The thing is, with my mother, there is no such thing as 'good enough'. It's either you're the best, or you're not. If you're not number one then you're not the winner, and can never be. I would present to her my results, my new hairstyle, my new firmer body, my handsome suitor, and from the look on her face, I can tell that it's not enough. Sometimes she would say something - "A minus je? Kenapa tak boleh dapat A?" or "Memang la tak muat. Awak tu gemuk." or "Kenapa dapat biomedical science je? Kenapa bukan medic?" or "Memang la takkan dapat, dah kerja awak duduk macam ni je." but other times, she doesn't. It's they way she looks at me. When I showed her my results slip, and there was my GPA - 3.5 - she looked at it, silently put in down on the table, and went away, and I know she was thinking that I should have done better, maybe get 4.0 - the subjects could not have been really that difficult, could they? Or when I told her that yet another relationship was over, she'd be quiet, and I know she was thinking that I had it coming all along, that she knew he was too good for me. Today, when I told her that some my friends had gotten interviews, that I didn't, because my application didn't go through and I had to apply a second time, she got verbal, and told me "Awak tu memang selalu lambat. Sampai bila2 la takkan dapat apa2.".

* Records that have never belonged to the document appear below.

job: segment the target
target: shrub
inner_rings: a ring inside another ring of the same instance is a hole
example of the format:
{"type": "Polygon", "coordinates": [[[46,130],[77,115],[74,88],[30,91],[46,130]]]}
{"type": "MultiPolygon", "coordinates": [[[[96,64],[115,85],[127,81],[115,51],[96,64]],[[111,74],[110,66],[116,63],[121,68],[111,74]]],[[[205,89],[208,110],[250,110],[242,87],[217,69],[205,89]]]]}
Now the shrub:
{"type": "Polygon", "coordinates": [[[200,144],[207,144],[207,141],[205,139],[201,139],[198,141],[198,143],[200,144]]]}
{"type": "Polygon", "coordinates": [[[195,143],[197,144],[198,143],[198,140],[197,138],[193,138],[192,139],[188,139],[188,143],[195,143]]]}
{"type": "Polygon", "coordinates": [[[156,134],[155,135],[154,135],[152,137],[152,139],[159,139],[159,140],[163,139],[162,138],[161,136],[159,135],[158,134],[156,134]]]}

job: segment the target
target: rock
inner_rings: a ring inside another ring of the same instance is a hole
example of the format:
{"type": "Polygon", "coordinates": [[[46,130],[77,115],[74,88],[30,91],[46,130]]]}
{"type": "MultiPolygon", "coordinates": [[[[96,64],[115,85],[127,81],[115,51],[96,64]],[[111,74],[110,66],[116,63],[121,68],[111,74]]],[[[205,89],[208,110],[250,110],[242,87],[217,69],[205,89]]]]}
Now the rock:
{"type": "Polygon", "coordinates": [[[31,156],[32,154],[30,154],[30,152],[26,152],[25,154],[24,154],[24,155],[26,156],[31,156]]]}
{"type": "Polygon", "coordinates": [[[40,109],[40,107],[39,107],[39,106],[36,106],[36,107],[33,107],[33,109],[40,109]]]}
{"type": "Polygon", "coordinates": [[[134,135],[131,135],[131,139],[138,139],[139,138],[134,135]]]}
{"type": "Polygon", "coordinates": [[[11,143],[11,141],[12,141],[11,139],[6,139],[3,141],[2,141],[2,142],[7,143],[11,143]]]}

Being thought of as a failure by my mother - I think that is the worst thing in the world. When she had be, she probably imagined a pretty little girl, someone who is smart and thin and lovely and successful, someone high-ambitioned like her, who could keep a home and have a soaring career at the same time, someone who would charm all her friends, someone she could be proud of to be seen with, someone just like her. Well, I'm not. I'm not rich, or successful, or beautiful. I don't have a beau, and I sure am not going to get married before my brother does (if ever). I can't cook without burning myself, or sew to save my life, or crochet, or do all the tiny handicrafts she does. I'm not popular, or easy with words like she is, or even likeable. I'm not impeccably organized, or sparklingly clean, or chicly fashionable. I can't fit into her pants, and I can never fit into her shoes. I'm not perfect, I'm not her, and I will never be. I just wish she'd understand.
I am here, alive, because of my mother.
I am also here, broken, because of my mother.